Kein Wunder, dass für viele diese Stimmung zu Weihnachten gehört, zum Fest der Geburt.

Wer selbst schon einmal bei einer Geburt dabei sein durfte, der weiß: In dem Augenblick, in dem das Kind geboren wird, da ist alles andere unwichtig. Da zählt nur dieses Kind. Da hält die Welt den Atem an.

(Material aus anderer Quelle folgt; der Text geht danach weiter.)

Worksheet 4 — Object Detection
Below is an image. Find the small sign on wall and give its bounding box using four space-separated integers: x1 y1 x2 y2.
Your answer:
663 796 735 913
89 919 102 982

So einmalig wie ein Kind ist aber auch der Schnee. Das hat Wilson Bentley für uns entdeckt. Schon als Jugendlicher hockte er Ende des 19. Jahrhunderts auf einer Farm in den USA in einem kalten Schuppen und betrachtete das Wunder des Schnees - durch ein Mikroskop. Er entdeckte etwas Sensationelles: Jede Schneeflocke ist einmalig. Nie fand Bentley zwei gleiche Schneekristalle. Er fing an, die Schneeflocken zu fotografieren. Am 15. Januar 1885, heute vor 128 Jahren, gelang ihm das erste Foto. Mehr als 5.300 folgten.

Richtig beweisen konnte Bentley seine These zwar nicht, dass jeder Schneekristall einmalig sei. Aber seine Bilder zeigen trotzdem, was jeder weiß, der einmal seine Hand in die Luft gehalten und eine Schneeflocke gefangen hat: Dass selbst der völlig unscheinbare und vor allem schnell vergängliche Schnee ein Wunder ist. Und dass jede einzelne Schneeflocke ein wahres Wunderwerk ist.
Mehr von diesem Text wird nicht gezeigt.